Thousands of exhausted migrants have streamed into Austria from Hungary after Vienna and Berlin agreed to take in refugees desperate to start new lives in western Europe.
“I am standing right at the border to Hungary and am looking down. The streams (of people) keep coming,” Hans Peter Doskozil, the chief of police in Burgenland state, told the Austria Press Agency, adding that up to 3000 people had crossed by early on Saturday.
Buses and trains were to whisk the refugees to Vienna and towards Germany, he said, with one train having left the town of Nickelsdorf carrying 400 people.
The refugees began arriving at the Austrian border in the night after Hungary, which has become one of the newest flashpoints in Europe’s migrant crisis, began bussing people who had been stuck in the capital Budapest.
Hundreds of thousands of migrants have been making often perilous journeys to Europe this summer, most of them trying to reach countries in western Europe, particularly Germany, which has said it will no longer deport Syrian refugees and will take in 800,000 people this year.
Berlin urged an end to “recriminations” as Britain said it would take in thousands more Syrian refugees, but only directly from camps, not those already in overstretched Hungary, Greece and Italy, who are demanding their EU partners do more to help.
The human cost of the crisis was exposed in the past week with the publication of photographs of three-year-old Syrian Aylan Kurdi as his body was washed up on a beach in Turkey after his family tried to cross into Greece.
The photo of the lifeless toddler sent shockwaves across the globe, galvanising public opinion and sending contributions to refugee and children’s agencies soaring.
About 50,000 migrants entered Hungary in August via the western Balkans, with a record 3300 arriving on Thursday, United Nations figures show.

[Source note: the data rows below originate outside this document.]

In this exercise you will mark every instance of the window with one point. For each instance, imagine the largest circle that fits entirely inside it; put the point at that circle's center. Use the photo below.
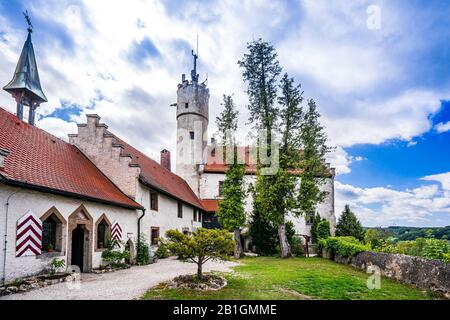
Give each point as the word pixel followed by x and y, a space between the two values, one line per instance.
pixel 102 234
pixel 180 209
pixel 48 235
pixel 309 218
pixel 221 188
pixel 154 200
pixel 154 236
pixel 52 230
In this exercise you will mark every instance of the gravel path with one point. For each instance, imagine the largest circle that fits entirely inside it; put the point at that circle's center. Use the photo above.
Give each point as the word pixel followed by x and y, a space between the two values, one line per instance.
pixel 120 285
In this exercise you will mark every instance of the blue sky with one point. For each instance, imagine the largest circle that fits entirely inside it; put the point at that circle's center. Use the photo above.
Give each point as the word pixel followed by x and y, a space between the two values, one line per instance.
pixel 384 93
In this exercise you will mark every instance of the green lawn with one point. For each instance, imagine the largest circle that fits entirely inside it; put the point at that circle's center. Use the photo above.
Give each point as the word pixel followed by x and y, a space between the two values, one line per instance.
pixel 297 278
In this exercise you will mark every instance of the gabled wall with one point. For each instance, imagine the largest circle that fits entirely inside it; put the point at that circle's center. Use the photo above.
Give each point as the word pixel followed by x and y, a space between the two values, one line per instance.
pixel 101 148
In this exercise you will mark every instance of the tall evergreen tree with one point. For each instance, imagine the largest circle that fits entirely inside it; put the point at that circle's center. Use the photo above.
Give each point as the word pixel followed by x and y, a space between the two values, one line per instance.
pixel 314 148
pixel 231 213
pixel 260 72
pixel 283 186
pixel 227 123
pixel 349 225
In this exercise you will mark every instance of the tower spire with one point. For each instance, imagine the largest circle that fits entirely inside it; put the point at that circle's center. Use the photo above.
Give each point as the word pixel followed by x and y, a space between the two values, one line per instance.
pixel 194 75
pixel 25 86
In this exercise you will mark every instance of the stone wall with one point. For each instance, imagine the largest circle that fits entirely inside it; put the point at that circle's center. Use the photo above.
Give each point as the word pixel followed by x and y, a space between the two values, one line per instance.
pixel 209 189
pixel 424 273
pixel 40 203
pixel 101 148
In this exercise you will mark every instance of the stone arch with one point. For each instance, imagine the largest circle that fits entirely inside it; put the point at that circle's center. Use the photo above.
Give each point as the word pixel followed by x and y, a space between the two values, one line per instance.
pixel 54 215
pixel 81 217
pixel 104 218
pixel 130 246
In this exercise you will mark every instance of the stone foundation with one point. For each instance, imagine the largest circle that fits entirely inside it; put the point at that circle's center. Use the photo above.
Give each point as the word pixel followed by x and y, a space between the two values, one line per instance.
pixel 424 273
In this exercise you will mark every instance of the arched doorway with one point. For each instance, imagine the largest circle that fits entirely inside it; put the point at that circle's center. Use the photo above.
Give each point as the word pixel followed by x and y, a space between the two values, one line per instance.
pixel 80 231
pixel 129 245
pixel 78 247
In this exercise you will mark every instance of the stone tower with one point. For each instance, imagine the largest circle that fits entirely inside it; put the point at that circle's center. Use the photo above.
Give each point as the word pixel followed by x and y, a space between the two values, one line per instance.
pixel 25 87
pixel 192 127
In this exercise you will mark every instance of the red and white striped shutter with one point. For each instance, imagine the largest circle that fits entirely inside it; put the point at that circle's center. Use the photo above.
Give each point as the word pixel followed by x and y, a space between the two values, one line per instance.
pixel 28 235
pixel 116 231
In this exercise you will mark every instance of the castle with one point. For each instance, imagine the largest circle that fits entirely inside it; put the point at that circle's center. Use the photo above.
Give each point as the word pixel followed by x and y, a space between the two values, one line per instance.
pixel 65 199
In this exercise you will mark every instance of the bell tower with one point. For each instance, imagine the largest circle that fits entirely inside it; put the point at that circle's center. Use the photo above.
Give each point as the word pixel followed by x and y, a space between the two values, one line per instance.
pixel 25 87
pixel 192 126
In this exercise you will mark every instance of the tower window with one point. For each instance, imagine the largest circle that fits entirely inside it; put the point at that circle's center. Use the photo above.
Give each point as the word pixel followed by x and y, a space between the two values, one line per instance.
pixel 52 229
pixel 180 209
pixel 221 188
pixel 154 200
pixel 154 236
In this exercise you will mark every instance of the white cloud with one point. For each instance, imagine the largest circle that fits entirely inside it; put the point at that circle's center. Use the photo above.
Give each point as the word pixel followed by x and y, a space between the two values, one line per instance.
pixel 57 127
pixel 380 206
pixel 443 178
pixel 443 127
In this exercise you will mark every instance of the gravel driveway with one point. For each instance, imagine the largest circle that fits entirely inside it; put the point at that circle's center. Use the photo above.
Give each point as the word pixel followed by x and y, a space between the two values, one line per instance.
pixel 120 285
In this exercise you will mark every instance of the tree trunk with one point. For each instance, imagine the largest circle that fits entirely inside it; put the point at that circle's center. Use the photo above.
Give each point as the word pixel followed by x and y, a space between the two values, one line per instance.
pixel 238 250
pixel 199 270
pixel 284 245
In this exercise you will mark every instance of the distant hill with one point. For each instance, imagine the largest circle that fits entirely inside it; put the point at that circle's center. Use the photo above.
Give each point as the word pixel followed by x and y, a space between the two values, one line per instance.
pixel 412 233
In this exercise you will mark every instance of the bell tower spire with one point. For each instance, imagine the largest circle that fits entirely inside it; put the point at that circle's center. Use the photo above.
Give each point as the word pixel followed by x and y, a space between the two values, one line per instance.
pixel 25 87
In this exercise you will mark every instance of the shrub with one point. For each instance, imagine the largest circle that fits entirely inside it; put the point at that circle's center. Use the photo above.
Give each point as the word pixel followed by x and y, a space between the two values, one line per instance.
pixel 375 237
pixel 56 265
pixel 203 245
pixel 113 255
pixel 323 230
pixel 435 249
pixel 163 250
pixel 297 248
pixel 348 225
pixel 344 246
pixel 142 251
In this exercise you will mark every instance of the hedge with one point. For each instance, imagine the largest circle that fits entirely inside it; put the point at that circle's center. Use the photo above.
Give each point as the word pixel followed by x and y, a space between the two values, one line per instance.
pixel 344 246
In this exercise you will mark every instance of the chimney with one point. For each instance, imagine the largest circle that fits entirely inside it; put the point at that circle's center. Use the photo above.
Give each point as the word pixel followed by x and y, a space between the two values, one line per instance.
pixel 165 159
pixel 3 154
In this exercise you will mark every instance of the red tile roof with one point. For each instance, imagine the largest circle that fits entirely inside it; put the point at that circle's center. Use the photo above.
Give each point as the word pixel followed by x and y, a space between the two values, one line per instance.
pixel 37 159
pixel 215 163
pixel 158 177
pixel 210 205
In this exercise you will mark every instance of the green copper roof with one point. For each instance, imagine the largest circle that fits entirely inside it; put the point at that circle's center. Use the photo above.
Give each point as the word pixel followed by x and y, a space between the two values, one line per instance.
pixel 26 76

Hungary has responded with tough new anti-immigration measures, including by criminalising unauthorised border crossing and any damage to a razor-wire fence recently erected along the border with Serbia.
Right-wing Prime Minister Viktor Orban sparked anger by saying his country did not want more Muslim migrants and warning that Europe would lose its Christian identity.
“We are very happy that something is happening at last. The next stop is Austria. The children are very tired, Hungary is very bad, we have to go somehow,” 23-year-old Osama from Syria told AFP as he set off from Hungary.
The UN High Commissioner for Refugees Antonio Guterres warned on Friday the 28-member EU faced a “defining moment” and called for the mandatory resettlement of 200,000 refugees by EU states.
EU foreign ministers met in Luxembourg to discuss the crisis ahead of a State of the Union address next week by European Commission president Jean-Claude Juncker, when he will lay out new measures that could well exacerbate divisions in the bloc.
Juncker has proposed mandatory quotas for resettling 160,000 refugees, after an earlier plan for 40,000 met stiff opposition, notably from Hungary, and attracted offers of places for only 32,000.